Pandas DataFrame DataFrame.interpolate() Function
-
Syntax of
pandas.DataFrame.interpolate(): -
Example Codes: Interpolate All
NaNValues inDataFrameWithDataFrame.interpolate()Method -
Example Codes:
DataFrame.interpolate()Method With themethodParameter -
Example Codes: Pandas
DataFrame.interpolate()Method With theaxisParameter to Interpolate AlongrowAxis -
Example Codes:
DataFrame.interpolate()Method WithlimitParameter -
Example Codes:
DataFrame.interpolate()Method Withlimit_directionParameter -
Interpolate Time-Series Data With
DataFrame.interpolate()Method
The Python Pandas DataFrame.interpolate() function fills NaN values in the DataFrame using the interpolation technique.
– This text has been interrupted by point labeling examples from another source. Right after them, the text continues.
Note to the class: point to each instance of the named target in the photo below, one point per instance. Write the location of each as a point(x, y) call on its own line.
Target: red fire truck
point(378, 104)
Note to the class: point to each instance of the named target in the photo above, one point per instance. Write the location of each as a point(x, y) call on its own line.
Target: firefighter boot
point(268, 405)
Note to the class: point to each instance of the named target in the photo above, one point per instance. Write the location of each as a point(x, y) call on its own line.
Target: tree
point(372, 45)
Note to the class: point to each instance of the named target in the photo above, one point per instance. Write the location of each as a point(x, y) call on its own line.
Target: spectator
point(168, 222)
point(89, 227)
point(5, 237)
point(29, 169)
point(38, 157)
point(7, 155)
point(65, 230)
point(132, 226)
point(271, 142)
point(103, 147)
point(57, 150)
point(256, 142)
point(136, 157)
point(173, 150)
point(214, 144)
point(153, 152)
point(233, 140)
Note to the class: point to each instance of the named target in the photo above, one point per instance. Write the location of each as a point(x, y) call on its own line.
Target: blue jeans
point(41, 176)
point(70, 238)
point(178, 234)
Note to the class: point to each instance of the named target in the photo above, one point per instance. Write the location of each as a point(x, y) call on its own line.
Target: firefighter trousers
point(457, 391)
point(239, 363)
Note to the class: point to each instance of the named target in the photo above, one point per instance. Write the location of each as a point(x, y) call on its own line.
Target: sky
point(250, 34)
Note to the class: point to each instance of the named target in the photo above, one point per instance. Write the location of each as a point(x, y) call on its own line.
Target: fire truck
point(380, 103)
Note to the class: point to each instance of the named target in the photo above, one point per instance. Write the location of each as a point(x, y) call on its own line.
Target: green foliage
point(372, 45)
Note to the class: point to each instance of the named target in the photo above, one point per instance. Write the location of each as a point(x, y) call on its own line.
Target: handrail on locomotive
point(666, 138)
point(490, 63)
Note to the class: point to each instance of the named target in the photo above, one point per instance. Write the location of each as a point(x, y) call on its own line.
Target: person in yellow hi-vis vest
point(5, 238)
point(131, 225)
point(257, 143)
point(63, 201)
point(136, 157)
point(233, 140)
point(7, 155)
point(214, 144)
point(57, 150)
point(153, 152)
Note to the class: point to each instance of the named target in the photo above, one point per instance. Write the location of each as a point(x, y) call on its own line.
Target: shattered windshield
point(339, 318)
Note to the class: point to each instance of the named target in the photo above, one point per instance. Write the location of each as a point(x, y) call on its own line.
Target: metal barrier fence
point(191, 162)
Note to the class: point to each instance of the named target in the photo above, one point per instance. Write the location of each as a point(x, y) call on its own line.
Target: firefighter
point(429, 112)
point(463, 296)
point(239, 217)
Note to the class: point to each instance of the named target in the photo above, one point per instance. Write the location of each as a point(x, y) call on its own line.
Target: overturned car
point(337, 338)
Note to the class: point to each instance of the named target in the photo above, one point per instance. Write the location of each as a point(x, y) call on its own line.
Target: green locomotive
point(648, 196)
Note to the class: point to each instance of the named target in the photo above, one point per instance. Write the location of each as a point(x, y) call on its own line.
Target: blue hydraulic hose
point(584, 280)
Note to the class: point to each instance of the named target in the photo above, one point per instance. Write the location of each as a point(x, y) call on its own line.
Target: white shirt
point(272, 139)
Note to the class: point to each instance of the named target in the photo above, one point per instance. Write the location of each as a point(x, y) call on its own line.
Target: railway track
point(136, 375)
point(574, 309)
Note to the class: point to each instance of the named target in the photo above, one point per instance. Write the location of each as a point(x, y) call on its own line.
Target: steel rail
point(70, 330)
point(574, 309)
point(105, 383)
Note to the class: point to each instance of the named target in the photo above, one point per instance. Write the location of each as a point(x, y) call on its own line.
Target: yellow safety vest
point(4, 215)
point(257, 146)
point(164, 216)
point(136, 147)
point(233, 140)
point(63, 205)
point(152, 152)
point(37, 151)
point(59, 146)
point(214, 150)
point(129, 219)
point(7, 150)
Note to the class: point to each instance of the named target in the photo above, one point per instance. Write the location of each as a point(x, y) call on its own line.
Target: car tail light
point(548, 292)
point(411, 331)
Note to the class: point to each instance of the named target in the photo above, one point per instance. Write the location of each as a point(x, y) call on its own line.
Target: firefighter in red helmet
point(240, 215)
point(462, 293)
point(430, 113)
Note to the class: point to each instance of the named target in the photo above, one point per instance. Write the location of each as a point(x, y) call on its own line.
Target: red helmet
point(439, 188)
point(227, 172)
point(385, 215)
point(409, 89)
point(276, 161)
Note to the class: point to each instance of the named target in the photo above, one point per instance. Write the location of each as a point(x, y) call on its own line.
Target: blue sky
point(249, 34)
Syntax of pandas.DataFrame.interpolate():
DataFrame.interpolate(
method="linear",
axis=0,
limit=None,
inplace=False,
limit_direction="forward",
limit_area=None,
downcast=None,
**kwargs
)
Parameters
method |
linear, time, index, values, nearest, zero, slinear, quadratic, cubic, barycentric, krogh, polynomial, spline, piecewise_polynomial, from_derivatives, pchip, akima or None. Method used for interpolating NaN values. |
axis |
Interpolate missing values along the row (axis=0) or column (axis=1) |
limit |
Integer. maximum number of consecutive NaNs to be interpolated. |
inplace |
Boolean. If True, modify the caller DataFrame in-place |
limit_direction |
forward, backward or both. Direction along NaNs are interpolated when the limit is specified |
limit_area |
None, inside, or outside. Restriction for interpolating when the limit is specified |
downcast |
Dictionary. Specifies downcast of datatypes |
**kwargs |
Keyword arguments for the interpolating function. |
Return
If inplace is True, a DataFrame interpolating all the NaN values using given method; otherwise None.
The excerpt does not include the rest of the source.